Top 5 Havanese Haircut Styles in 2019


Havanese dogs hail from Cuba and boast a thick, silky coat that doesn’t shed too much (and makes all the pups in the neighborhood jealous). The texture of the coat does tend to vary—from straight, to wavy, to curly—and it can range in color from white to black.

When left alone, their coat can easily grow six to eight inches long (and it grows quickly), so you’re going to want to trim it every six to eight weeks. Their hair also tends to naturally form mats, so take extra care with grooming to keep it tangle-free.

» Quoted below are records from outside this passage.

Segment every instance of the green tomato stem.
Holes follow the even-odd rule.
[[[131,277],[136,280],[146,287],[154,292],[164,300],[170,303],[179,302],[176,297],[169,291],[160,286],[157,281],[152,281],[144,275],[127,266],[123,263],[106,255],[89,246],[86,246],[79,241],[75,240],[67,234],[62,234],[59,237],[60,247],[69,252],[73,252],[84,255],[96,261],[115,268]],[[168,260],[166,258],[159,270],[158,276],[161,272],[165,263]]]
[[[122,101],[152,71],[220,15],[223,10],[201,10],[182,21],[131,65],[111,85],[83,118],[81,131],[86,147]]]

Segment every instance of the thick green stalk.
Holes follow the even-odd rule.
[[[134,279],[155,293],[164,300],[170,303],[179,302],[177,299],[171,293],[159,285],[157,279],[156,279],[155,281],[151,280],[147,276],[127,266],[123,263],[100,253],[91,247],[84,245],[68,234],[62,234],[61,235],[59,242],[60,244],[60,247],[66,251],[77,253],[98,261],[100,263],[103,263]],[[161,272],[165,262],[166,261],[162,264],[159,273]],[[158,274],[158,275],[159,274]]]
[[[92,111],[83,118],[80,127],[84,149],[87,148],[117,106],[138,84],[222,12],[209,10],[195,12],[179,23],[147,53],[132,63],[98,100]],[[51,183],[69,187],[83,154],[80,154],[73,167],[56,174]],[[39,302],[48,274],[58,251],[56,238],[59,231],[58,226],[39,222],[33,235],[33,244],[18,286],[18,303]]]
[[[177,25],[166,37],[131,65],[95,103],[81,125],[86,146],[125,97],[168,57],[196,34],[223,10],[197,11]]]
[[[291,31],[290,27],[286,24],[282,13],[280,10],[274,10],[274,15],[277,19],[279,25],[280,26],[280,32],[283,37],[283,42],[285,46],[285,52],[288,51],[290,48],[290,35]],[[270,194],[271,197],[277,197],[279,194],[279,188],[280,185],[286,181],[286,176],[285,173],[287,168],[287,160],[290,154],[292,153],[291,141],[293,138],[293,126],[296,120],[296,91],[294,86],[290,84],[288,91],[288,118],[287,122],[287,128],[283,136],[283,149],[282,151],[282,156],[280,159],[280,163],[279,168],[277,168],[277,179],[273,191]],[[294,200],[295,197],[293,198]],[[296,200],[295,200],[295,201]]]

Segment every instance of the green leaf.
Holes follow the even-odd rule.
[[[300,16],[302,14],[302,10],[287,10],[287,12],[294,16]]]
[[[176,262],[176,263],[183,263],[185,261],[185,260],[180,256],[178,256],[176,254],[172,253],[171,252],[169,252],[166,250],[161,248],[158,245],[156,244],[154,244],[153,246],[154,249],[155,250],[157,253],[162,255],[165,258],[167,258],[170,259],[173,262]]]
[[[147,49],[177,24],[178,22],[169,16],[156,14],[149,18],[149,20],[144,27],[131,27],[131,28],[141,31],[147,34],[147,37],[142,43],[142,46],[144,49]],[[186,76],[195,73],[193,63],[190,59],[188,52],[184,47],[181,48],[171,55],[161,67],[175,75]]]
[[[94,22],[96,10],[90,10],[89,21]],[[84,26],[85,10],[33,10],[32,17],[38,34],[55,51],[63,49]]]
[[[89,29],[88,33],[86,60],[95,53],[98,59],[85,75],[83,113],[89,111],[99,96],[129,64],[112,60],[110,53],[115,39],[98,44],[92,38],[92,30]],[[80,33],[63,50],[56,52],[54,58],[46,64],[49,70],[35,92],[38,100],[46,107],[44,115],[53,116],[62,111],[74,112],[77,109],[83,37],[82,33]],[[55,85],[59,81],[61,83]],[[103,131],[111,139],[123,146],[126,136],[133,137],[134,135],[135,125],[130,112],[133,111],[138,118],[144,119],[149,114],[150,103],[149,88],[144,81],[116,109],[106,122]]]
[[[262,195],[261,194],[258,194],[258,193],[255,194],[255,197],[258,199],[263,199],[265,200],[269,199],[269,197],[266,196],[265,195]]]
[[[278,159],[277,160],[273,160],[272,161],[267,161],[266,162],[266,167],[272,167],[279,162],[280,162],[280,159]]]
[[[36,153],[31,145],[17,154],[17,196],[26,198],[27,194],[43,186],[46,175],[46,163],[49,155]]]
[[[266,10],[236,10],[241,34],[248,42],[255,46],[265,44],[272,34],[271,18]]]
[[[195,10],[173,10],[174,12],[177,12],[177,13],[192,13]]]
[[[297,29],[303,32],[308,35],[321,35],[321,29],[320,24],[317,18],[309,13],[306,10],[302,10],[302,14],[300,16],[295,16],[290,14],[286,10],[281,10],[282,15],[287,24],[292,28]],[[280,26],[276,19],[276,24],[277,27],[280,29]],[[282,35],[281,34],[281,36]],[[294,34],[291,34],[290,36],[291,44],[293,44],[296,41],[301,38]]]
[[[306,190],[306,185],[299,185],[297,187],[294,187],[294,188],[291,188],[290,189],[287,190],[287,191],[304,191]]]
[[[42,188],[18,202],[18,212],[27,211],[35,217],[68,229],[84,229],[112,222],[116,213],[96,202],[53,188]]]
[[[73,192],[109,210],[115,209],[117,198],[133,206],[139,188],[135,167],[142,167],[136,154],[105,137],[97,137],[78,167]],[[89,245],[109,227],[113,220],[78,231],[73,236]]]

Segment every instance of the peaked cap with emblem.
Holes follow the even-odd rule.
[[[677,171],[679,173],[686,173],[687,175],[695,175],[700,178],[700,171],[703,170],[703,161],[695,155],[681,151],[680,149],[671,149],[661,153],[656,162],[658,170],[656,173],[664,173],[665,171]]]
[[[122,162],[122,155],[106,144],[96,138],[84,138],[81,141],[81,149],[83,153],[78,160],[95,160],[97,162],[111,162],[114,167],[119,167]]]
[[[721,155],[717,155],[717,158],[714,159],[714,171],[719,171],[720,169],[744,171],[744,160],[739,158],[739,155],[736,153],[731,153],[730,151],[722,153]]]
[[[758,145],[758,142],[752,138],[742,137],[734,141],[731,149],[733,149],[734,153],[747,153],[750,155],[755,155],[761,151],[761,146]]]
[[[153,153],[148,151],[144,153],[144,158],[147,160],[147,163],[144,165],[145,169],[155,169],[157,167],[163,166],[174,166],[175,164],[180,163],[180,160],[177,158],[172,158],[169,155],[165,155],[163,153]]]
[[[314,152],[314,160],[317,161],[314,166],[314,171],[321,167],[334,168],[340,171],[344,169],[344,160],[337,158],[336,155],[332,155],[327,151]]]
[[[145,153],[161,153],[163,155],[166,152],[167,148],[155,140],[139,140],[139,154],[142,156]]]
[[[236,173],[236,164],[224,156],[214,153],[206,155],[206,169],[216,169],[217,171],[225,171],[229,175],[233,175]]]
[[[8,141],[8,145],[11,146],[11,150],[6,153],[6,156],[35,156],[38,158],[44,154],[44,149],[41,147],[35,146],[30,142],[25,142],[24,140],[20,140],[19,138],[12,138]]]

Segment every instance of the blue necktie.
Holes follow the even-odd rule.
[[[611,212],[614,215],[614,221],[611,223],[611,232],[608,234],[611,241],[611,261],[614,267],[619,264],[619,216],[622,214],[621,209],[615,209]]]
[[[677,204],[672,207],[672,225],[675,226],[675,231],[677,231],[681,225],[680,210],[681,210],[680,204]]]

To help you decide on the best cut for your pup, we’ve gathered up a bevy of adorable options for you—pick the one that you think complements your unique, wonderful dog.

Top Havanese Hairstyles

1. Cording

Via Flickr/Brad Saunders

Let your Havanese’s coat go natural and develop cords, also known as “doggie dreadlocks”. Though their coat develops cords naturally, you can “train” their fur by bathing them every two weeks and twisting the fur into locks—this will transform the matted fur into fluffy spirals.

Just remember, the process can take up to two years, so be ready to make a commitment.

Consult an experienced groomer if you decide to go this route, since there is a correct way to do this style (and your dog will appreciate the expert advice).

2. Natural Coat

Via Pixabay

Keep things simple by celebrating your Havanese’s natural coat. Let the waves be free—just keep a good handle on the tangles by brushing them regularly.

Though Havanese fur actually tends to be more lightweight than it looks, make sure your dog isn’t getting too toasty during the warm summer months.

3. Puppy Cut

Via Flickr/Victor Valore

The Puppy Cut is a crowd-pleaser, and Havaneses are more than able to pull it off with style. For this cut, use clippers to keep the hair the same all over (from one to two inches). Easy enough to maintain at home, just invest in a solid pair of clippers and shears.

You’ll adore the simplicity and cuteness of this ever-popular style. And (compared to something like cords) your dog will find the short style refreshing.

4. Teddy Bear Cut

Via Flickr/Ji Soo Song

The Havanese Teddy Bear Cut is similar to the Puppy Cut above, however, hair is kept a little longer all over (up to three inches), except for on the head, where the hair is fluffy and cut into a teddy bear-inspired rounded shape.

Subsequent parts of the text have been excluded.